Startseite
Icon Pfeil nach unten
Politik
Icon Pfeil nach unten

Wie Donald Trump die politische Sprache verändert

Kommentar

Na dann, Prost: Von der Bierzeltisierung der Politik

Michael Stifter
    • |
    • |
    • |
    Szene zum Fremdschämen: US-"Daddy“ Donald Trump (rechts) mit Nato-Generalsekretär Mark Rutte.
    Szene zum Fremdschämen: US-"Daddy“ Donald Trump (rechts) mit Nato-Generalsekretär Mark Rutte. Foto: Alex Brandon, dpa

    Kleine Vorwarnung: Diesen Leitartikel zu lesen, wird Sie mehrere Minuten kosten, liebe Leserinnen und Leser. Und damit fängt das Problem schon an. Weil immer weniger Menschen bereit sind, derart viel Zeit zu investieren, um sich zu informieren, erleben wir seit Jahren eine Banalisierung und Bierzeltisierung der politischen Kommunikation.

    Im malzigen Dunst des Bierzelts gilt das Recht des Lauteren. Nicht erst seit Donald Trump, auch wenn der US-Präsident wie ein rhetorischer Brandbeschleuniger wirkt. Nun kann man natürlich sagen, es sei doch gut, wenn Politikerinnen und Politiker eine einfache Sprache sprechen, um die Leute zu erreichen. Tatsächlich ist die Aufmerksamkeitsspanne vieler Menschen ja auf ein Minimum zusammengeschrumpft, seit das Smartphone sie im Alltag auf das schnelle Weiterwischen trainiert hat. Problematisch aber wird es dann, wenn Politiker nicht mehr nur kommunizieren wie halbstarke Influencer auf TikTok, sondern auch so regieren.

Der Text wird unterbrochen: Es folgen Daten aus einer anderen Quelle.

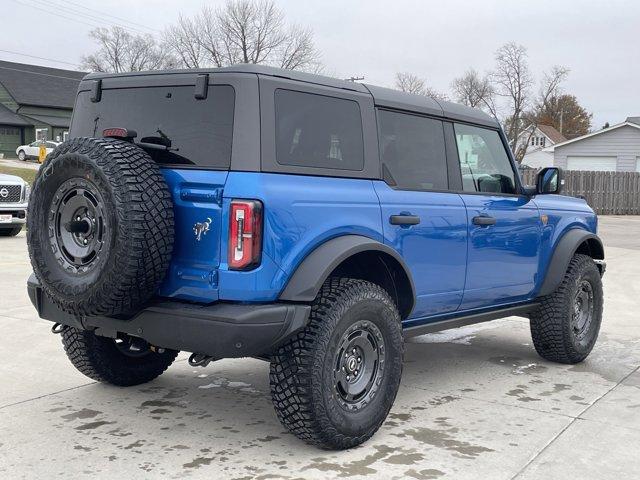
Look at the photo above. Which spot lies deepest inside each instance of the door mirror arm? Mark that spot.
(549, 181)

    Mark Rutte, Donald Trump und die Rauferei auf dem Schulhof

    Es sind nur ein paar Sekunden und doch machen Sie nachhaltig ratlos. Da sitzen also zwei der mächtigsten Männer der Welt zum Gespräch mit Journalisten zusammen. Der Präsident der Vereinigten Staaten und der Nato-Boss. Donald Trump plaudert über den Krieg zwischen Israel und dem Iran, als ginge es um eine Rauferei auf dem Pausenhof. Tatsächlich vergleicht er die beiden Staaten mit zwei Schulbuben, die sich eben mal wieder in die Haare geraten sind.

    Es wäre ein guter Moment für Mark Rutte gewesen, die Dinge geradezurücken. Stattdessen treibt der Chef des wohl mächtigsten Verteidigungsbündnisses der Geschichte den Zynismus sogar noch auf die Spitze. In solchen Momenten –also auf dem Schulhof – müsse „Daddy“ eben mal ein Machtwort sprechen, sagt Rutte und lacht übertrieben laut in das peinliche Schweigen hinein. Der Konflikt im Nahen Osten, ganz einfach zu lösen also, wenn „Papa“ Trump den ungezogenen Bengeln einfach mal die Ohren langzieht.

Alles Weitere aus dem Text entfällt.